At the table with strangers, I nodded less than I listened. I was sad for the collective table, hearing patterns of constant roaring chatter. When did being taken advantage of take over our lives and our dinners out? Husbands who cannot turn on the stove, partners who cannot get to a grocery store or the laundry room, kids who cannot pack their own bags for an overnight trip, colleagues who never keep their end of the bargain. When did the book club lose it s brainpower, replaced by the woes of overdoing it.
Frustrated, the wine goes down easier when everyone agrees with taking on everything. Before entrees, the ladies, friends of my sister’s, showing the underlying rage. Lowering their voices, details of confronting anyone in their household with yelling, crying when pushed one inch too far. Deep in the recesses of the ‘doing ‘is a scoreboard where the guests always win, and the home (Moms) team never gets off the bench.
Societal norms, people pleasing and short term efficiency drives us pack the lunchboxes, pay for everything and run with the work problem ahead of the others who might be slower or unaware. Without delving into the why we take on too much, I’d rather focus on how to expel yourself in a way that keeps you in the role of mother not also doing every other job for every other person all of the time.
At dinner, I realized is that women are conditioned to manage life like project managers with invisible KPIs. We focus on short term, weekly efficiency, harmony, calm. When did we stop getting credit for maintenance, like the weekly spring grass cut or the leaf blowing on our years. The groceries are just there, the field trip permission slips are magically signed, the Health forms are somehow uploaded. And the irony is, we’re often the last ones to fill out our own.
There are two or more in this relationship tug of war. We are in control of being at the top of the to do list.
I lived the story of responsibility Burnout, sharp tongues, my vegus nerve was living in fight (forget the flight, what would everyone do if I left?!) All of this “taking on” leads to one pathway called burnout. When I woke up I went from “sure, I’ll handle that” to “I won’t do this anymore.”

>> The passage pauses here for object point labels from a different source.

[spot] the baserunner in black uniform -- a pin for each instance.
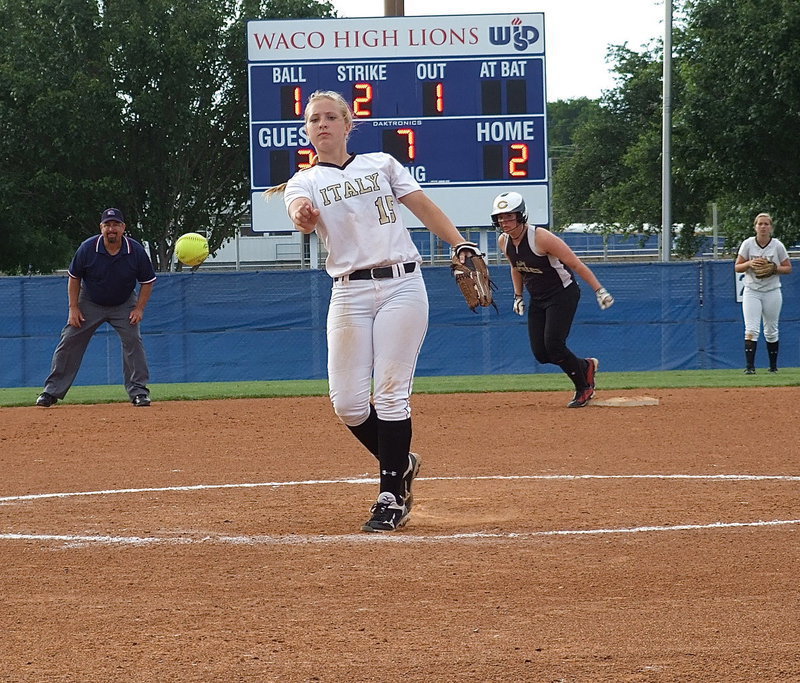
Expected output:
(546, 266)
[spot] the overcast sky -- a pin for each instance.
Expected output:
(577, 33)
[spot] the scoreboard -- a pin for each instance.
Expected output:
(458, 100)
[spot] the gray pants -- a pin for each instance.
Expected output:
(68, 355)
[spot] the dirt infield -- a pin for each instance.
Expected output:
(219, 541)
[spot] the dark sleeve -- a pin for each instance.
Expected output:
(78, 263)
(145, 271)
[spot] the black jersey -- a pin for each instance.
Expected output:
(543, 274)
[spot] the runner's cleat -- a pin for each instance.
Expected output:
(387, 515)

There were days I had to ask permission to end a call or meeting early to run to the restroom. And I mean run through the hallways to the stalls to return to the next meeting. Little brain space, I’d apologize for being late, like A kindergartner asking permission from their bun-clad teacher. On a long list of to dos, stakeholders, as we say in the business world, in my real life, I refuse to put myself last.
When emergencies hit, obviously, my focus shifts to the person in harm’s way, and I am last for that moment(s). But on the daily, I no longer feel guilty putting my oxygen mask on first.

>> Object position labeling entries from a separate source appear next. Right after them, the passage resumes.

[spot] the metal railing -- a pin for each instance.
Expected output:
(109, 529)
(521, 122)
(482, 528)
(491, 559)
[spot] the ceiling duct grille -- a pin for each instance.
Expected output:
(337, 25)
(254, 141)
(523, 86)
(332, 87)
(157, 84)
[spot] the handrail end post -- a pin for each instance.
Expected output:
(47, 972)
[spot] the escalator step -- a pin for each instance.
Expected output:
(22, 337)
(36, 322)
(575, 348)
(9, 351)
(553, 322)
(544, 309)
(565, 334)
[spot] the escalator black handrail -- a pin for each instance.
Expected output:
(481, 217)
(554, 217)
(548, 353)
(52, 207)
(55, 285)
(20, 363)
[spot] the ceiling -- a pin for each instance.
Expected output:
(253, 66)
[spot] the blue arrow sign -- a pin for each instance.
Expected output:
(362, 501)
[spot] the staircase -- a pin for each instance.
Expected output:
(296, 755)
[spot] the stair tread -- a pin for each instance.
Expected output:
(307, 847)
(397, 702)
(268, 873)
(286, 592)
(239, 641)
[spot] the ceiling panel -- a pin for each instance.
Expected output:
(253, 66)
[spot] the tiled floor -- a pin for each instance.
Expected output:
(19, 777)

Are you putting off appointments, bloodwork and even eating well for the sake of everyone else?
I am important, my Longevity and health is critical to the functioning of my Family.
1- We need attention! As our bodies age, they need more attention. Hormonal shifts and age itself require prevention to avoid what is statistically and tactically stacked against us. These appointments and ‘upkeep’ take time to schedule and attend.

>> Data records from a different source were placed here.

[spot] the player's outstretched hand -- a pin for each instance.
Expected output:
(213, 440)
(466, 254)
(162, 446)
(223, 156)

2 – My time is not a luxury item. It’s a resource I’m learning to allocate with intention. Just like I schedule client calls or parent-teacher meetings, I’m scheduling me. The walk. The lab work. The creative moments. The part that doesn’t show immediate results but keeps the whole system running.
Unfortunately my time is not elastic like a superhero, stretching infinitely just because everyone needs something. Somewhere along the way, I started believing that if I could just organize better; cleaner closets, make better lists, wake up earlier, multitask harder, that I could fit it all in. There’s no spreadsheet for capacity. There’s no short cut that makes tending to yourself feel convenient.
I couldn’t nod when I sat in on book club because, I refuse to be the last thing on my own list. This isn’t indulgence it’s my midlife infrastructure and strategic planning. The more I care for the foundation (me), the stronger everything else stands.
So no, the window sills might stay really pollen stained. But I’ll be here for the people and purpose I Love most.
When my doctor told me that women are the ones who reschedule their executive physicals— not once, but, on average, three times, I wasn’t surprised. We wait until something hurts. Until the blood work comes back flagged. Until a friend gets news that rattles us. But Aging isn’t a crisis. It’s an accumulation.
3- As our bodies age, they need more care, not less. Hormonal shifts alone can throw our systems off balance. Everything that could run quietly in the background now need conscious attention. Appointments, movement, nutrition, rest are the scaffolding for the second half of life.
So the fridge might be overdue for a scrub, but my appointments are staying on the calendar. Because I finally understand that common quote, “If you don’t take care of yourself, you won’t have yourself to take care of anyone else.”
I’ve been there all too often. But I’ve woken up to the long term gains of teaching others how to fish, advising rather than doing.